A fine example of a small local archive is Bill and Chris Lawson’s Co Leis Thu? (which means ‘what people do you belong to?), housed at the Seallam! Visitor Centre, An Taobh Tuath (Northton), Isle of Harris, HS3 3JA, 01859 520258, www.seallam.com.
Realizing that the fantastic oral history surviving amongst the Gaelic speakers in the Hebrides was threatened by the spread of English, Bill learned Gaelic and approached as many Gaelic speakers as possible. Few were willing to talk on tape or even in front of a notebook, so he had to remember what he heard, and record it later. He combined the results with close scrutiny of the available written records. Of these, he comments,
‘Written records in the Islands are generally poor, and were often kept by incomers with no knowledge of Gaelic, and even less interest. Oral tradition, on the other hand, comes from within a community and is much more likely to be accurate, even though it does tend to me more localized. Neither by itself is a complete record, but if the two are amalgamated, a more complete picture emerges, sometimes with surprising results…’
None more so than in the wonderful cases of people who could recite their patronymics – their father’s name, followed by their grandfather’s, great-grandfather’s, and so on. Some patronymics also appear in written records (albeit with rather odd attempts at transliteration), such as parochial registers. Bill says, ‘It can take some patience to recognize John Mcoil vicunlay vicormett as Iain macDhomhnaill mhic Fhionnlaidh mhic Thormoid – John son of Donald son of Finlay son of Norman,’ though of course the effort is entirely worth it as, in this case, it provides a four-generation pedigree.
The main records to which he tried to link oral pedigrees were the census returns, which are theoretically complete. Onto this dual peg, Bill could then hang any other information available – civil registration, parochial registers and so on. The results are astonishing – over 10,500 pedigree sheets, each neatly drawn out in immaculate handwriting, covering all the families of the islands of the Outer Hebrides (Harris, Lewis, Barra, North and South Uist and the smaller associated islands). As the 1851 census includes the elderly, many of these pedigrees go back to the late 1700s.

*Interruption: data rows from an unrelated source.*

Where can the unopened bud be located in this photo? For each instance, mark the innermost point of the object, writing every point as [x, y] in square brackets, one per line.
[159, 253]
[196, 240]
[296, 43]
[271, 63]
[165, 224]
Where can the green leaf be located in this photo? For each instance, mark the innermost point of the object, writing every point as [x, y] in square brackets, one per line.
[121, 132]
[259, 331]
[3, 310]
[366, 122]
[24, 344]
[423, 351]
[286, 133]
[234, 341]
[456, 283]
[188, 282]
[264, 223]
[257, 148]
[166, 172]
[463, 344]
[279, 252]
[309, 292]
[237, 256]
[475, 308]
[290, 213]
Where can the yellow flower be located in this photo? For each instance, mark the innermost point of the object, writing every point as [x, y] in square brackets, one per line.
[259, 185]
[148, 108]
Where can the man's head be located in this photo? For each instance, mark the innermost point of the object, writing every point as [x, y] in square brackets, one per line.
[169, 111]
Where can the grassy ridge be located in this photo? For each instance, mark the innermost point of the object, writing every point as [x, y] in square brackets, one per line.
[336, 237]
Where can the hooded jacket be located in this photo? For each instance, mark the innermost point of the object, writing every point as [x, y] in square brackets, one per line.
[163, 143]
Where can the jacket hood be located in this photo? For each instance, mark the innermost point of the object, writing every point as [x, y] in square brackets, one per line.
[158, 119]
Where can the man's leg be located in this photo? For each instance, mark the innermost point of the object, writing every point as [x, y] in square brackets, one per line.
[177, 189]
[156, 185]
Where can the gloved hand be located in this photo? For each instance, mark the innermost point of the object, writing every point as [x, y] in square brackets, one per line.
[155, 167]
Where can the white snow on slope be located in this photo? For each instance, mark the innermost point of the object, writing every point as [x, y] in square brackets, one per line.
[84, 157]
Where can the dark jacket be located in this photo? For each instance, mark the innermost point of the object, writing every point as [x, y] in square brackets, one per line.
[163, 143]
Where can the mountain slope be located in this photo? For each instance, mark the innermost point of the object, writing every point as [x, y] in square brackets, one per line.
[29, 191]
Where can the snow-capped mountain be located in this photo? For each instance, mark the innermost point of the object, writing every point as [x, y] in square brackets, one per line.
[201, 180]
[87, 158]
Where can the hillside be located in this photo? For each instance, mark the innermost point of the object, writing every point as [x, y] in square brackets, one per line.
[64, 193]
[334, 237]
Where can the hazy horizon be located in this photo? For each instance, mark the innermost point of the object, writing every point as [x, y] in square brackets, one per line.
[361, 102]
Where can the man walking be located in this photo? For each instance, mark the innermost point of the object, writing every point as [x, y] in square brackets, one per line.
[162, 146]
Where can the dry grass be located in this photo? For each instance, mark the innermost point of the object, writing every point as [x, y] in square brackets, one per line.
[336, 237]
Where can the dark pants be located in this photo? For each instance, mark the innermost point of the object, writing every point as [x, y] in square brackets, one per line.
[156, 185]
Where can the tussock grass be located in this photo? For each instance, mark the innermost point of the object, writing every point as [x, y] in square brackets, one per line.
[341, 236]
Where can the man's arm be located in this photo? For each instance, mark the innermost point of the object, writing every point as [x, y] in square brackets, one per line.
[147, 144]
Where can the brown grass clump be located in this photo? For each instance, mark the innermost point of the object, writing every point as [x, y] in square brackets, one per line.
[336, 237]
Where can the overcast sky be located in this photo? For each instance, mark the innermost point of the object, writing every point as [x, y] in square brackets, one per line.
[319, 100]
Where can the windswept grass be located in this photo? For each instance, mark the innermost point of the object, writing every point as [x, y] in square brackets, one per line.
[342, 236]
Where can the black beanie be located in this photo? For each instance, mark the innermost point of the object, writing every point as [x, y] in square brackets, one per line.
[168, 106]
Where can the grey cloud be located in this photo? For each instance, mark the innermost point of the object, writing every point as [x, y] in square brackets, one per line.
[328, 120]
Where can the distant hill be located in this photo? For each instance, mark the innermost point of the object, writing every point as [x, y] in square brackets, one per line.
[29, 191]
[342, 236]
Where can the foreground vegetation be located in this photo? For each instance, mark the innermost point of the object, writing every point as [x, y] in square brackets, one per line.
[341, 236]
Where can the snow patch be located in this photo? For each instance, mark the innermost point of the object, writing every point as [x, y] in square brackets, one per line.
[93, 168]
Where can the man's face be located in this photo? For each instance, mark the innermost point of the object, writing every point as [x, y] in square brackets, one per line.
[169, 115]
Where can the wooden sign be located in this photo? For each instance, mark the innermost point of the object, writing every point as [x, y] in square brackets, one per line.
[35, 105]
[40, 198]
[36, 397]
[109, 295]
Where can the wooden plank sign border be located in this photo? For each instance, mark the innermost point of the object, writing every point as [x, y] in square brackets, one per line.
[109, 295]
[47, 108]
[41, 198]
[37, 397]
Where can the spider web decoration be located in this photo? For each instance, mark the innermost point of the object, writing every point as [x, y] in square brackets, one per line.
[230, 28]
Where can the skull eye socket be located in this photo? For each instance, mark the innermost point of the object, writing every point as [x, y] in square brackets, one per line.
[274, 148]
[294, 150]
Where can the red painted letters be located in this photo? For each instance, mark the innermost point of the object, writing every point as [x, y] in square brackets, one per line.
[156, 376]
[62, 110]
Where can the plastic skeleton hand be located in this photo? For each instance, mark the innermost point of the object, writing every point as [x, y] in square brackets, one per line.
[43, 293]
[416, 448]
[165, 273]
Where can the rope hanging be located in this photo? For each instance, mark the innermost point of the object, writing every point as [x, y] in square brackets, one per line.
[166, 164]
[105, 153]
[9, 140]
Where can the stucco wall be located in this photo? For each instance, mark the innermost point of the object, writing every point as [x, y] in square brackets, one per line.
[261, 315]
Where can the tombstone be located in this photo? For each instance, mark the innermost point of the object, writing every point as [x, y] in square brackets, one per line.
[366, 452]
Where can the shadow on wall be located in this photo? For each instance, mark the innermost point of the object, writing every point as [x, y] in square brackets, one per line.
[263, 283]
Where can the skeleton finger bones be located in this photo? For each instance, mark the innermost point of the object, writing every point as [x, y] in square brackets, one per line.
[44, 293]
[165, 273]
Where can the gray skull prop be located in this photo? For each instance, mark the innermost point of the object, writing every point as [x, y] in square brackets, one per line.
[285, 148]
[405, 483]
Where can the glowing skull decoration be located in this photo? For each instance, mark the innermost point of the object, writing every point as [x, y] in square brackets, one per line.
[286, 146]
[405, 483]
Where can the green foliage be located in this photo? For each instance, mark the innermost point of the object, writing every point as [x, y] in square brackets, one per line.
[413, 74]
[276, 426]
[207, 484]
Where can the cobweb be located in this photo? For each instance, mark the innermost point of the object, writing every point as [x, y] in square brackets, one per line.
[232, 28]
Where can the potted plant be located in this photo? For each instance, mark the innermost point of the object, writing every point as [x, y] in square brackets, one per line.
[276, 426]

Bill’s main clients (he makes his information available for a very modest fee) are descendants of the islands’ many late eighteenth- and nineteenth-century emigrants. Some Lewis and Harris sheep farmers went as far as the Falkland Islands and Patagonia, but most Lewis people went to eastern Quebec and Bruce County, Ontario, later ones making for the Gaelic-speaking areas already colonized by their kin, whilst Uist and Harris people set sail for Cape Breton and Prince Edward Island, and from 1850s onwards to Australia. Judging by where they settled, Bill often has a head start working out where they would have originated. Sometimes there are clues in the emigrant communities, reminding us that our ancestors lived in extended families, and that we should always look beyond the narrow confines of our direct ancestral lines. Thus, MacDonalds on their own may be fairly ubiquitous, but MacDonalds mixed with Steeles indicate migrants from South Uist (where the surname was adopted by a group of MacLeans who wanted to disguise their identity from some vengeful Campbells: they chose Steele simply as it was the boat’s skipper’s surname).